Nonetheless, the documentary focused the attention not only on the Alessandria firm as instead much more on the social rule played by hats from 19th Century until the first half of the 20th Century. In fact, for a hundred years, hats showed the social class people belongs to. Nobody would have gone out without a hat and this is proved by many photographs and video of that time. However, during the 60s wearing hats was not fashionable anymore so that many hat factories were forced to shut down or sell the company.
In particular, the Borsalino was considered as a source of wealth for the city of Alessandria because it employed many of its inhabitants. Thanks to many audio testimonies granted by some of the employee, we know that the company bell marked not only the working life but also the activities of the city. When Alessandria was bombed during the Second World War, the population did their utmost to save all the hats left in the factory and to help with its reconstruction.

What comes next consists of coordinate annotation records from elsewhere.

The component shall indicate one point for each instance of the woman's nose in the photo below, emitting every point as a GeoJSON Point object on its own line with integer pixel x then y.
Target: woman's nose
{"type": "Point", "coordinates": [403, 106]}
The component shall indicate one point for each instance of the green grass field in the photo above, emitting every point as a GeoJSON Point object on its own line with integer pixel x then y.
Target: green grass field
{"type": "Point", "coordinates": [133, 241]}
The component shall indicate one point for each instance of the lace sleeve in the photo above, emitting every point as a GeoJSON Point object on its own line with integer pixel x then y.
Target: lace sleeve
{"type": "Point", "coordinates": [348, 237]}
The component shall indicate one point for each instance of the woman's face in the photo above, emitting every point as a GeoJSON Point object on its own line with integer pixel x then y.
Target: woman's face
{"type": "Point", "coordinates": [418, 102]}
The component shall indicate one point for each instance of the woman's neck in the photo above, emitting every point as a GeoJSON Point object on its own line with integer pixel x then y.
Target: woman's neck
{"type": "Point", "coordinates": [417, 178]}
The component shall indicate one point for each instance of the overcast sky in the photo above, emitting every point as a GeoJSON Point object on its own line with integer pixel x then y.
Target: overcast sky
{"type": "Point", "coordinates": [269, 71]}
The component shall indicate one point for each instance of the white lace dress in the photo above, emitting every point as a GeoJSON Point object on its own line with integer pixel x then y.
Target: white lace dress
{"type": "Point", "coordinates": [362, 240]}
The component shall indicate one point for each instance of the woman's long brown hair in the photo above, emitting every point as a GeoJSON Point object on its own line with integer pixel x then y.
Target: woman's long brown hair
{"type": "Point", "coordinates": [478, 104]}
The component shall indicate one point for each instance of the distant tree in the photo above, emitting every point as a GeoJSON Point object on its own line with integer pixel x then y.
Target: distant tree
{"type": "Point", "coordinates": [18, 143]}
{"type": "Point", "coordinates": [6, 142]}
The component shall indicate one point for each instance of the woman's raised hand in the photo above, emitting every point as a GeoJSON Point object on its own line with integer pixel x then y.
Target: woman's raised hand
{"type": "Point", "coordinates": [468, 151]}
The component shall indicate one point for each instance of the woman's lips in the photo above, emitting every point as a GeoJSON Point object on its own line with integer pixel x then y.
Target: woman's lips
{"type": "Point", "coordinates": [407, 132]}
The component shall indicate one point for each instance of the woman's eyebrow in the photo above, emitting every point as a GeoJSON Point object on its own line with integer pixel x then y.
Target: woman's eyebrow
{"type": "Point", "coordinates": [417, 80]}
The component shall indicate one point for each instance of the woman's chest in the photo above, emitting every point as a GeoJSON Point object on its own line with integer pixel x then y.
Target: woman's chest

But the most interesting and unique aspect of the documentary is, with no doubt, the strong relationship between the Borsalino hat and Hollywood. By hearing Robert Redford rich voice telling us about his visit at the factory and his desperate quest after the hat worn by Marcello Mastroianni in Federico Fellini’s 8 ½, the audience goes back over to the Hollywood golden age and finds out the importance that hats had during that period. What would happen to Casablanca if in the scene when Humphrey Bogart leaves Ingrid Bergman, both of them were wearing any hats?
And what would happen to the image of the gangster wearing a hat that was so fashionable both during the prohibitionism and in films noir? The hat was used to connote the character. It was not only a medium with which cover one’s face when the police arrived, the hat gave a mysterious look to the character and, consequently, made the actor look like a star. After all, the huge recourse to hats to depict the gangsters was due to Al Capone habit of always wear a hat himself. The Borsalino company was able to took advantage from the popular imagination to promote its product and identify itself all around the world, that turned out to be a winning move. It is enough to mention the movie played by Jean-Paul Belmondo e Alain Delon which is named after the best-known hat in the world: Borsalino.